Şarku’l Avsat’ın Independent Arabia’dan aktardığı habere göre Kültür Bakanı Atıf Ebu Seyf, Filistin kültürel yaşamının ve kültürel miras kurumlarının yanı sıra kültür, bilim ve eğitim alanlarındaki varlıklarının hedef alınmasının ve kasıtlı olarak tahrip edilmesinin, İsrail stratejisinin bilinçli bir parçası olduğunu ifade ediyor.

Şunu da ekliyor “Sürekli devam eden bombardıman Gazze'deki sanat ve edebiyat camiasında yaralar bıraktı. Yaşanan şey, anıtların fiziksel olarak yok edilmesinin veya bireylerin öldürülmesinin çok ötesine geçen çok katmanlı bir eylem. Bu uygulamalar, yerel toplumun mirasını, kimliğini ve varlığını zayıflatan daha geniş kapsamlı yıkıcı süreçlerin çerçevesinde yer alıyor.
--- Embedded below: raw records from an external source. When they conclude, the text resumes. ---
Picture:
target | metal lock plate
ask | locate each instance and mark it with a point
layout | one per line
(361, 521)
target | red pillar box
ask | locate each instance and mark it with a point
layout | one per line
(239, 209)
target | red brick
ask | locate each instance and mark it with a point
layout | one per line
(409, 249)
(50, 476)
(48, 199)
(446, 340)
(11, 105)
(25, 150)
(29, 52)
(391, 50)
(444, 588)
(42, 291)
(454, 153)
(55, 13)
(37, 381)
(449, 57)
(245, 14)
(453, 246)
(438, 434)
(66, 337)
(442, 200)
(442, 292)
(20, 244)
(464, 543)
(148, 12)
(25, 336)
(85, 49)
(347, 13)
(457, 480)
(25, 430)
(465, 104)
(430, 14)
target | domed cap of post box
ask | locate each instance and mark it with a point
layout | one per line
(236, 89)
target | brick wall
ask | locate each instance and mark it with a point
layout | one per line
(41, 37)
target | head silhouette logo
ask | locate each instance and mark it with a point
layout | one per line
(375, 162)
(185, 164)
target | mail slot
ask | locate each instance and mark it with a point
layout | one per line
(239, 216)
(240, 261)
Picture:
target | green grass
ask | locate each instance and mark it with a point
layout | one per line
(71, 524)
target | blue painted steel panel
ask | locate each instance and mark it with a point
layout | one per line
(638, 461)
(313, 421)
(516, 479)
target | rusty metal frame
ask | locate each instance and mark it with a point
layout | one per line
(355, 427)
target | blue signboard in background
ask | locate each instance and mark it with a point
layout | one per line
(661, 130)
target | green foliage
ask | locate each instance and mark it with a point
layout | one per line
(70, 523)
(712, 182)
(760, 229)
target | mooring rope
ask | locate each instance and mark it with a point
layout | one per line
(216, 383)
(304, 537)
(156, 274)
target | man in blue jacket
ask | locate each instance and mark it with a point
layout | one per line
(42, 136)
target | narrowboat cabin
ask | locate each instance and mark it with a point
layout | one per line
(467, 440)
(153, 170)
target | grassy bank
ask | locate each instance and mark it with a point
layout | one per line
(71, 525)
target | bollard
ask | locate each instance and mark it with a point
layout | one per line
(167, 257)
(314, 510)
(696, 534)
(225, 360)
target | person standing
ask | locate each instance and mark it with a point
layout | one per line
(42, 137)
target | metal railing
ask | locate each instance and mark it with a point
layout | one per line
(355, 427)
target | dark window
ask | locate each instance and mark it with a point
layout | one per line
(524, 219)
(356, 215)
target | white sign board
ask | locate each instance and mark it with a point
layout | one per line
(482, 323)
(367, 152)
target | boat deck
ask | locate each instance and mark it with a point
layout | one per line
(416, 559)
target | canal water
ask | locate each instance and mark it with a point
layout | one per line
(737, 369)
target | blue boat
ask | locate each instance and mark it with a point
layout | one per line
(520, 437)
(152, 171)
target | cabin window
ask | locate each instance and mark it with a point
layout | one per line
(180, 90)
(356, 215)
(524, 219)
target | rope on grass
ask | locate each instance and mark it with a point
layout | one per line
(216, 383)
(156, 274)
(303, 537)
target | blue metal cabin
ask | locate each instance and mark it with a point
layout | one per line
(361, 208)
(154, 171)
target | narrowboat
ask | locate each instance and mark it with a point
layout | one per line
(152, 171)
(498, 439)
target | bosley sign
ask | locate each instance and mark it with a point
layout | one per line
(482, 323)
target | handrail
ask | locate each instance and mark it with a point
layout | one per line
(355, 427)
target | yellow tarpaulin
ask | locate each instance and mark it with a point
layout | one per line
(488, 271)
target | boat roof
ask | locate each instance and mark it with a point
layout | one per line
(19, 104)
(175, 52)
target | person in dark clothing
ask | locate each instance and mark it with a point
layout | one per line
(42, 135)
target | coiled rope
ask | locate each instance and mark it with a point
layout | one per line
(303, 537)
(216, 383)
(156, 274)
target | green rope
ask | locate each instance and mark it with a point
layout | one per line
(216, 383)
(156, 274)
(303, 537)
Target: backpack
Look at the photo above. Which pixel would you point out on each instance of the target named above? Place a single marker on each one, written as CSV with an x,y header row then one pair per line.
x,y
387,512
Bunun Filistinliler üzerinde sembolik ve psikolojik yansımaları da bulunuyor.”

Şöyle devam ediyor: “Gazze'deki kültürel alanların fiziki olarak tahrip edilmesi, Filistin tarihi anlatıları araştırmaları açısından tehlikeli sonuçlara yol açıyor. Gazzeliler, Gazze'nin kültürel gelişimini ve tarihini anlamamıza yardımcı olan asırlık el yazmalarını ve değerli kaynakları kaybettiler.”

UNESCO, Gazze'deki arkeolojik, tarihi ve kültürel alanları korumaya çalıştı ancak savaş nedeniyle başarısız oldu. Kuruluşun medya sorumlusu Julian Mercouri, “Bazı kütüphanelerin yeniden inşası için acil yardım sağladık. Ancak ihtiyaç duyulan destek bizim sağlayabileceğimizden çok daha fazla ve Gazze'deki zor koşullar kültürel mirasın korunmasını engelliyor” dedi.

İsrail'e gelince Ordu Sözcüsü Avichay Adraee, ordunun kasıtlı olarak Filistin kültürel mirasını hedef aldığı iddialarını yalanladı. “Bu bölgelere yakın yerlere saldırılar yapılmışsa, Hamas ve diğer örgütler bu yerleri kendi faaliyetleri için kullanmış oldukları için yapılmıştır. Biz asla Gazzeli sivillerle savaşmıyoruz” dedi.